In some situations, it can take up to 48-72hrs to fully complete and return from a planned failover/failback operation.
Make the "Calculating Original Signature Hard Disk" operation for a planned failback, optional.
Veeam has designed a feature called "Planned Failover" into their product. This is a great feature that can allow you to operate a near-highly available environment without the cost of shared storage or vMotion. This is how the feature is described on the website http://helpcenter.veeam.com/backup/80/vsphere/planned_failover.html, this feature is:
"If you know that your primary VMs are about to go offline, you can proactively switch the workload to their replicas. A planned failover is smooth manual switching from a primary VM to its replica with minimum interrupting in operation. You can use the planned failover, for example, if you plan to perform datacenter migration, maintenance or software upgrade of the primary VMs. You can also perform planned failover if you have an advance notice of a disaster approaching that will require taking the primary servers offline."
The Problem in Detail:
In many of the intended use circumstances, a "Planned Failover" is only as good as a planned failback. Veeam's Planned Failback feature currently has two noticeable limitations when used in practice.
1. A planned failover/back When performing a failback after a "Planned Failover" operation, Veeam requires a task called "Calculating Original Signature Hard Disk" to be performed. This task reads the entire source VM from disk in order to verify the integrity of the VM data, prior to failing back to it. Because of this costly read operation, the time to complete this task takes too long and places a heavy i/o load on the source host during the duration of this operation. Additionally, you RPO’s may not be met during this time if the failback process takes too long to complete.
Example- if you have a 100GB VM and your storage can read at 200MB/s (The time to complete this task will depend on how large the VM is and how fast the storage is), a failback task will take 9min, while placing a heavy i/o load on your primary storage during this time. Maybe 9min isn’t that bad, though. However, consider the scenarios that this is designed for, a common one being, host maintenance (i.e. Upgrade to the Hypervisor) where you have to move all VM’s off of a host. In this scenario, say you have 15 x 100GB VM’s and a single 2TB File Server VM for a total of 3.5TB of data (probably a common workload for many). Once the primary host is back online and you attempt to perform a planned failback, this operation will take 5hrs. If you have more data that, say a large file server with 15TB of data, this operation will take you a full 24hrs! Add on top of this the fact that your backups are not being performed during this window either unless you want to remap them to the new host, which by the way, will require the same full read operation from disk.
2. After a planned failback has been completed, presumably, you will want to re-start your replication of that VM to insure you are protected. The first time this replication job runs, it performs a task called "Processing <Job Name>". During this operation, it reads the entire source VM from disk (yes it has to do it again!). During this time, a heavy i/o load is placed on the host server (while all VM’s are in production) negatively impacting the performance of the entire host. Additionally, during this time, no backups can be performed to the VM’s, further extending your RPO objectives, quite possible past your defined policy.

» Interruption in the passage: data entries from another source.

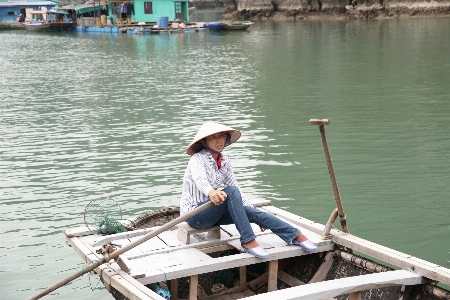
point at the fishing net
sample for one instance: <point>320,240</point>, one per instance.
<point>102,215</point>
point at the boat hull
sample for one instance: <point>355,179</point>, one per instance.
<point>329,273</point>
<point>213,26</point>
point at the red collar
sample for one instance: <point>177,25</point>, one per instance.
<point>218,160</point>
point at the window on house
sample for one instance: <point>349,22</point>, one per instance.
<point>148,9</point>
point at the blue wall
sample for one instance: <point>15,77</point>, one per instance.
<point>5,16</point>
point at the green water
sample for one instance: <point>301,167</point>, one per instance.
<point>84,116</point>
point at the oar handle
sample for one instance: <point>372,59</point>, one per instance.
<point>337,195</point>
<point>106,258</point>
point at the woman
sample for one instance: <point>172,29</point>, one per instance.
<point>207,171</point>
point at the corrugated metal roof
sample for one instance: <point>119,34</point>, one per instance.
<point>27,4</point>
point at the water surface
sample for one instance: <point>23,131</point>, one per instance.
<point>85,116</point>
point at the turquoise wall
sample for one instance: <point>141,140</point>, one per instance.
<point>160,8</point>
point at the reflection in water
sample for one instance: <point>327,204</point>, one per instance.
<point>110,115</point>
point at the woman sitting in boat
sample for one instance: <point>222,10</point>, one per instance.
<point>208,170</point>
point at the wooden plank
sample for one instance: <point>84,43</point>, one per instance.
<point>260,202</point>
<point>242,275</point>
<point>273,272</point>
<point>248,293</point>
<point>290,280</point>
<point>193,282</point>
<point>322,272</point>
<point>333,288</point>
<point>225,262</point>
<point>149,246</point>
<point>387,255</point>
<point>354,296</point>
<point>174,289</point>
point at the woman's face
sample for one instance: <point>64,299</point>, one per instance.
<point>216,141</point>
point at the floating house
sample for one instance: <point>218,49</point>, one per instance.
<point>146,11</point>
<point>11,10</point>
<point>114,12</point>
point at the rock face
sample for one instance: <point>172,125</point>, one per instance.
<point>334,9</point>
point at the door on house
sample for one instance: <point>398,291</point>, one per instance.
<point>178,10</point>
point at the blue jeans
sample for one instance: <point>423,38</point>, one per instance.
<point>232,211</point>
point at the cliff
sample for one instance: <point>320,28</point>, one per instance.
<point>335,9</point>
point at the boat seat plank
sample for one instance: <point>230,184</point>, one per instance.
<point>185,231</point>
<point>333,288</point>
<point>151,275</point>
<point>164,261</point>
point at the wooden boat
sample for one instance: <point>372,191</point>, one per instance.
<point>188,261</point>
<point>163,258</point>
<point>213,26</point>
<point>235,25</point>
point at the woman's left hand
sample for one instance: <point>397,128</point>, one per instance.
<point>217,197</point>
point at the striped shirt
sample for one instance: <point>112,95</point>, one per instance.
<point>203,175</point>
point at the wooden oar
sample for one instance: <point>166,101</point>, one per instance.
<point>337,195</point>
<point>106,258</point>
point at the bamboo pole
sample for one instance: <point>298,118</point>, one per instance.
<point>106,258</point>
<point>337,196</point>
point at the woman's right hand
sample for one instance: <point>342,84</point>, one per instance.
<point>217,197</point>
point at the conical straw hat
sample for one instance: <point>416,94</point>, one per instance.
<point>208,128</point>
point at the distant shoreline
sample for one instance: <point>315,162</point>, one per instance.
<point>348,12</point>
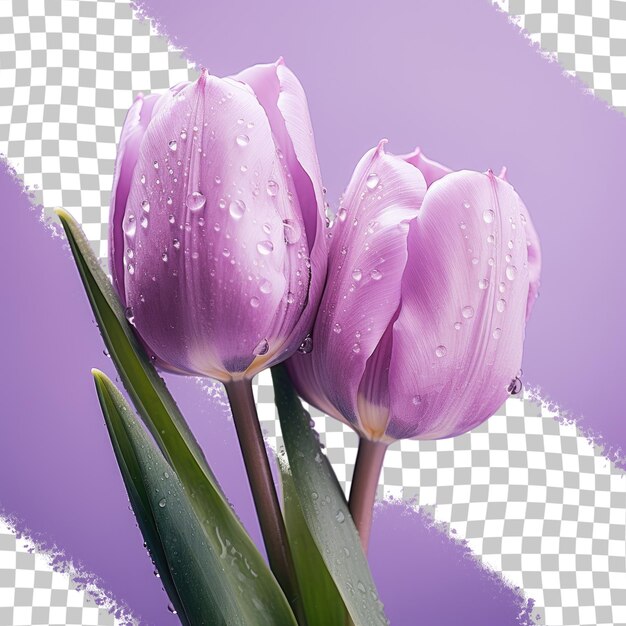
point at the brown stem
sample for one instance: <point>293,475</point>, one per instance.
<point>369,462</point>
<point>264,492</point>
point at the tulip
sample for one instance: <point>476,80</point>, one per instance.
<point>432,275</point>
<point>217,244</point>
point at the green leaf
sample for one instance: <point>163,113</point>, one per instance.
<point>324,507</point>
<point>323,605</point>
<point>176,442</point>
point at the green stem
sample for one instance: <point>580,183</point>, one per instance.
<point>369,463</point>
<point>264,492</point>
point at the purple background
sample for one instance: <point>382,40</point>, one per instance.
<point>454,77</point>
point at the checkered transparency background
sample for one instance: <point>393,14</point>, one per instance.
<point>534,499</point>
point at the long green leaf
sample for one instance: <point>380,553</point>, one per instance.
<point>173,437</point>
<point>324,507</point>
<point>323,605</point>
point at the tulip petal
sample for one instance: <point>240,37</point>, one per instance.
<point>284,101</point>
<point>431,170</point>
<point>133,130</point>
<point>458,339</point>
<point>209,249</point>
<point>367,257</point>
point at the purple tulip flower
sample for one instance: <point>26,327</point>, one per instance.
<point>431,277</point>
<point>217,243</point>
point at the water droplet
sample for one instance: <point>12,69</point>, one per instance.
<point>130,228</point>
<point>272,188</point>
<point>242,140</point>
<point>372,181</point>
<point>307,345</point>
<point>195,201</point>
<point>262,348</point>
<point>265,247</point>
<point>515,386</point>
<point>467,312</point>
<point>291,231</point>
<point>236,209</point>
<point>376,274</point>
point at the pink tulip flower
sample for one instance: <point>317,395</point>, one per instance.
<point>217,243</point>
<point>432,275</point>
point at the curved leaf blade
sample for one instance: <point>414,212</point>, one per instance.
<point>324,507</point>
<point>167,425</point>
<point>322,603</point>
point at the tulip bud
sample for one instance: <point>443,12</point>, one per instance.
<point>217,243</point>
<point>431,277</point>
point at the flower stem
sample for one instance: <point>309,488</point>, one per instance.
<point>264,492</point>
<point>369,463</point>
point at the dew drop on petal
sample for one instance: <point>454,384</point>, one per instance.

Example - In our example discussed above, we would have no backups for 24hrs. This operation would add an addition 24hrs and would now be up to 48hrs with no backups before we were back to business as usual.
Note – I have not tested this scenario while backups were being performed, only replication. It stands to reason that after a planned failback, the backups would also need to perform this same "Calculating Original Signature Hard Disk" operation which would take you another 24hrs, totaling 72hrs with no backups performed. However, I have not confirmed this.
While I’m not a Veeam engineer and I do not know how everything works under the covers, I see one logical flaw in the current design. The “Planned Failover / Failback” process isn’t designed with the assumption that this is a “planned” operation. In a planned operation, the source and replica VM are identical at the time of failover and the software should know this. Because they are identical at the time of failover, all that needs to be done is to track the changes made on the replica VM during the time of the failover, and sync those changes back to the source. That’s that. There is no need to re-verify the source VM. I see implementing this in the software as an option. For those who want to perform the expensive read operation to make double sure they data is in tact, they can. For those who want to rely on CBT, give them the option. Likewise when resuming replication of the VM (and potentially backup jobs), the software should use this same logic.